Allungo un braccio dietro la schiena a cercare le frecce. Qualcuno lo afferra e mi spinge all’indietro. Giro su me stessa e cado in ginocchio. La faretra cade a terra. Un Pacificatore senza casco la afferra, la lancia ad un altro che la getta fuori dal finestrino.
-no!- esclamo. L’arco in mano da solo non serve a niente. Il Pacificatore mi viene in contro. Non ho il tempo di alzarmi, finisco a sedere. Le mani sul pavimento sono immerse nel sangue. Striscio all’indietro senza staccare gli occhi dall’uomo che mi sta per aggredire. I suoi occhi sono terribili. Non è armato, qualcuno deve avergli tolto le armi prima. Si china su di me e prima che me ne possa rendere conto mi molla un cazzotto sulla parte sinistra della faccia. Cado del tutto, adesso posso solo spingermi lontano con i piedi. Con le mani mi tengo lo zigomo. Fa talmente male che suppongo sia fratturato. Non ho il tempo di fiatare che mi arriva un calcio sul diaframma.

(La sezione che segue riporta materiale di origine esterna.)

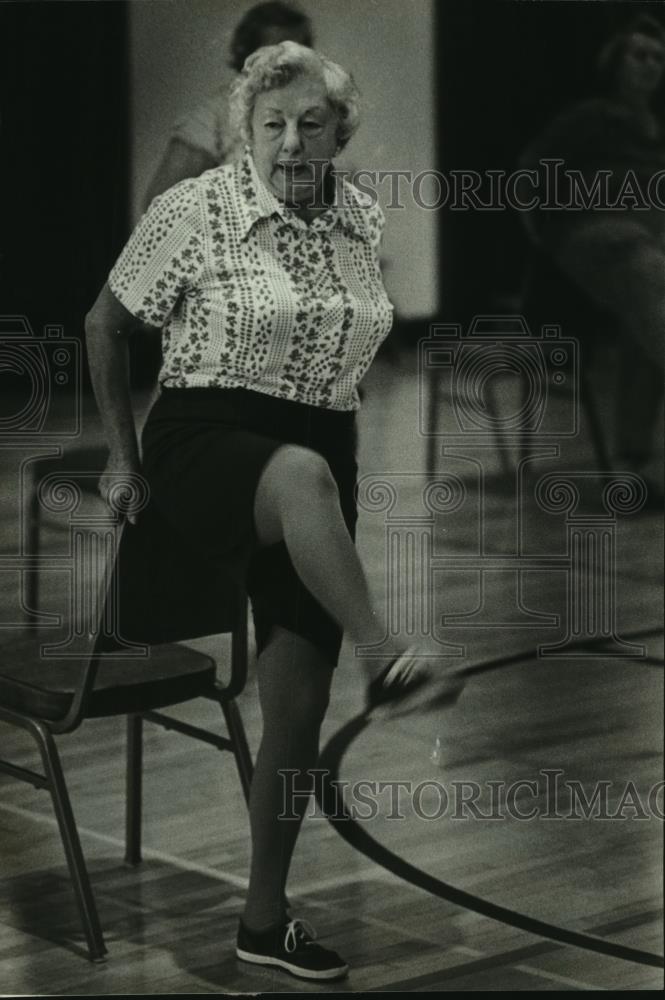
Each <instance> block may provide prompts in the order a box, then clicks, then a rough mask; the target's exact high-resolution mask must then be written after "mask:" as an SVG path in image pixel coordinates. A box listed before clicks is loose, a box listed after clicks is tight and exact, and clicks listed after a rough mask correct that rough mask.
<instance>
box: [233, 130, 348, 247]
mask: <svg viewBox="0 0 665 1000" xmlns="http://www.w3.org/2000/svg"><path fill="white" fill-rule="evenodd" d="M236 169H237V177H238V185H239V193H240V198H239V208H240V215H241V220H242V235H243V239H245V238H246V237H247V236H248V234H249V232H250V230H251V229H252V227H253V226H254V225H255V224H256V223H257V222H259V221H260V220H261V219H270V218H272V217H273V216H278V217H279V218H280V219H282V221H283V222H285V223H288V224H290V225H294V226H295V227H296V228H298V229H306V230H313V231H315V232H321V231H330V230H331V229H333V228H334V227H335V226H340V227H342V228H343V229H346V230H347V232H349V233H350V234H351V235H354V236H357V237H359V238H360V239H366V238H367V235H368V227H367V223H366V221H365V219H364V212H365V210H366V208H367V207H368V206H367V205H366V204H364V203H363V201H362V196H361V195H360V193H359V192H358V191H356V189H355V188H354V187H353V186H352V185H351V184H348V183H347V182H346V181H345V180H344V179H343V178H342V177H340V176H335V199H334V203H333V205H331V207H330V208H329V209H327V211H325V212H323V213H322V214H321V215H319V216H317V218H315V219H314V220H313V222H312V223H311V224H310V225H309V226H308V225H307V223H306V222H305V221H304V220H303V219H301V218H299V216H297V215H296V214H295V212H293V211H291V209H290V208H288V206H286V205H285V204H284V202H281V201H280V200H279V198H277V197H276V196H275V195H274V194H273V193H272V192H271V191H269V190H268V188H267V187H266V186H265V184H264V183H263V181H262V180H261V178H260V177H259V175H258V172H257V170H256V165H255V163H254V159H253V157H252V153H251V150H250V148H249V146H247V147H246V148H245V151H244V153H243V156H242V158H241V159H240V160H239V161H238V164H237V168H236Z"/></svg>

Mi toglie il respiro. Letteralmente. Annaspo alla ricerca dell’aria, non riesco nemmeno a parlare. Il dolore è intenso, ormai ovunque. La caviglia in confronto allo stomaco e alla faccia sta benissimo. Un altro colpo così e per me è la fine, penso.
Sono disarmata, non riesco a fare niente e sto per morire. Mio padre sta per morire. Mio fratello sta per essere rapito da Capitol City. Mi giro lentamente e guardo negli occhi il mio aggressore. Sa di avere la vittoria in pugno. Sorride spavaldo.
Adesso sputa sangue dalla bocca. Ha una lieve convulsione e poi precipita in avanti. Mi sposto in tempo per non farmelo atterrare addosso. Dietro c’è Finnick col tridente insanguinato. Sembra particolarmente sconvolto. Mi tende un braccio.
Mi alzo lentamente, con una sofferenza tremenda. Il respiro sta tornando. Ma anche respirare adesso fa fatica. Fa tanta, troppa fatica.
Chays. All’improvviso ricordo. Me ne stavo dimenticando. Con tutto il tempo che ho avuto per i vuoti di memoria, proprio adesso devo dimenticarmi che mio fratello è trascinato via svenuto?
-dov’è mio fratello?- riesco a chiedere a Finnick. Mi tengo ancora lo stomaco con un braccio.
Lui mi guarda. Che occhi azzurri che ha.. occhi che vogliono dirmi che è troppo tardi.
-ti giuro..-
-cosa?- chiedo. Il panico mi avvolge. Le mani fremono e sudano. Panico.
-cosa, Finnick? Dov’è mio fratello?- lo scanso con un braccio e corro verso il finestrino.
-ho fatto il possibile- mi dice, ormai alle spalle. Ha la voce spezzata. Scavalco i cadaveri di tre pacificatori, un quarto lo spingo con un calcio di rabbia. Faccio in tempo a sporgermi dal finestrino e vedere un Pacificatore aggrappato alla scala con mio fratello tra le braccia.
-no!- grido immediatamente. Cerco la faretra, ma non la trovo. E ricordo che non ce l’ho più.
-no Chays! Riportatelo qui, bastardi!- grido e mi sporgo ancora. Tiro un pugno contro il ferro e trattengo un imprecazione. Le dita fanno male, ma non importa. Un calcio ad un altro cadavere.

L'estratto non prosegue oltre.